Linear Regression on the TI-83:

Press STAT, and use the cursor to highlight CALC, then press 8:LinReg(a+bx) then tell the calculator to store the resulting regression equation in Y1 by pressing VARS, right-arrow (to select the Y-VARS menu), ENTER (for FUNCTION), then [ENTER] (for Y1) and finally press ENTER (your screens may look different and the last two lines on the right screen below may not appear).
output

The screen displays the slope b and the y-intercept a of the regression line, and this equation is automatically entered as Y1 on the Y= screen.  You can press GRAPH to see how well it fits the data (assuming STATPLOT 1 is still displayed and you have a good window chosen). You can access the value of the correlation, r, by pressing [VARS] [5] (to access the statistical variables) then scroll to the [EQ] menu (press the right arrow key twice) and finally press [7:r] and [ENTER]. If you'd like your calculator to always display the correlation r (and also r2) whenever it does a linear regression (like the right screen above), press [2nd][CATALOG], then [D]  to jump to the commands which begin with the letter D, scroll down a few lines to the command DiagnosticsOn and press [ENTER] (twice). Now r will automatically be displayed whenever you execute a linear regression command. The residuals of the least squares regression line (the values found by subtracting the true y-values from the regression calculated values) will be stored in a list named RESID (or perhaps LRESID), which can be accessed by pressing [2nd][LIST] and then scrolling down to the line with RESID on it and pressing [ENTER]. You can see a residual plot by setting stat-plot 2 as a scatterplot, with XList = L1 and YList = RESID.

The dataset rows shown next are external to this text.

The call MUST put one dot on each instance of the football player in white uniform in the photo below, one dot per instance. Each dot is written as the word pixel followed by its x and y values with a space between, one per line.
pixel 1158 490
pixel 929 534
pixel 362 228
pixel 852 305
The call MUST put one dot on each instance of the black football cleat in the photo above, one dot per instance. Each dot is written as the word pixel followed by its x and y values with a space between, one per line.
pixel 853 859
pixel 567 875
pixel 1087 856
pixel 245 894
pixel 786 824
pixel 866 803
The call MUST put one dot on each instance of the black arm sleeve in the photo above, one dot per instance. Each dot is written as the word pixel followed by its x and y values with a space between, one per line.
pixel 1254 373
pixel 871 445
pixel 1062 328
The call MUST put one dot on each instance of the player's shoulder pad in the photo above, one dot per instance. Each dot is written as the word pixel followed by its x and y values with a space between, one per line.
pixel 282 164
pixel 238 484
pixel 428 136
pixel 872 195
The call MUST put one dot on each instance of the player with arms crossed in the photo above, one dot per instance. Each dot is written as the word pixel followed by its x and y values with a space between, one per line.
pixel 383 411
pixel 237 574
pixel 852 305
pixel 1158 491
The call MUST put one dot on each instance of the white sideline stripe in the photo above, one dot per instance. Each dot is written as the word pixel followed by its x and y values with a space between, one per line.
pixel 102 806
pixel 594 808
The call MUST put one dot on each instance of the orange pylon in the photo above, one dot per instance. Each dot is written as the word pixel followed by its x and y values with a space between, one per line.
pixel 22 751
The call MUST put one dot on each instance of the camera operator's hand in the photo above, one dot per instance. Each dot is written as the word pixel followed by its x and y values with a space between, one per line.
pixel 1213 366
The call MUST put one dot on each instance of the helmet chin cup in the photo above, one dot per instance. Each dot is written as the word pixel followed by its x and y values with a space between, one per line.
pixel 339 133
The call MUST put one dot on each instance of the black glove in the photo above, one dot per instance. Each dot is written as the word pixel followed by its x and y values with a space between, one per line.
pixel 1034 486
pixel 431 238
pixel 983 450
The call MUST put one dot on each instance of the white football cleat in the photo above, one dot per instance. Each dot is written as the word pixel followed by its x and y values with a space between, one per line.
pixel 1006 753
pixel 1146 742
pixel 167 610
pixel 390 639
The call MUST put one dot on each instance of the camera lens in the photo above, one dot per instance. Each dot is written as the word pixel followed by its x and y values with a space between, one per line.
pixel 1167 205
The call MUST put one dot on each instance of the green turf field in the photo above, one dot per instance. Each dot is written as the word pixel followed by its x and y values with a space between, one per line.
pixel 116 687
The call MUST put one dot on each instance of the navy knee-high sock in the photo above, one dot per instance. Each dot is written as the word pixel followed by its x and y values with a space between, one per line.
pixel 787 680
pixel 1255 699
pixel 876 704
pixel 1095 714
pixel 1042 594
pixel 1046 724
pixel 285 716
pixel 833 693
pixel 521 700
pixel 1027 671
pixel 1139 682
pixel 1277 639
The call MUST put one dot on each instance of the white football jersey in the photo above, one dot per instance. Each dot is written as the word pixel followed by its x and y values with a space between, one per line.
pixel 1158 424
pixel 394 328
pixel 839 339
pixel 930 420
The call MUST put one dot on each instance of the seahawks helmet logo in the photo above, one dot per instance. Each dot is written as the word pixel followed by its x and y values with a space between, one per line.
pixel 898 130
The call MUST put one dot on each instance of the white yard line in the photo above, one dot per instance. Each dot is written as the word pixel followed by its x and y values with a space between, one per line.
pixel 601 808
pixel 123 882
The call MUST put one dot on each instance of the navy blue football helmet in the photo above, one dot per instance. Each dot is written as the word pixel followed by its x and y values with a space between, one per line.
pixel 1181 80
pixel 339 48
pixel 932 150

A Note on Restoring Your Calculator:

Once you have finished your work with scatter plots and do not want them to appear on the screen when you are graphing other functions, you should turn off the scatterplot (and you also may wish to clear the lists of data).  To turn off the scatterplot, press Y=, and use the up cursor to highlight Plot 1, then press ENTER.  If Plot2 or Plot3 are highlighted, turn them off in the same way.  The directions to clear the data from the lists L1 and L2 are given under (1) above.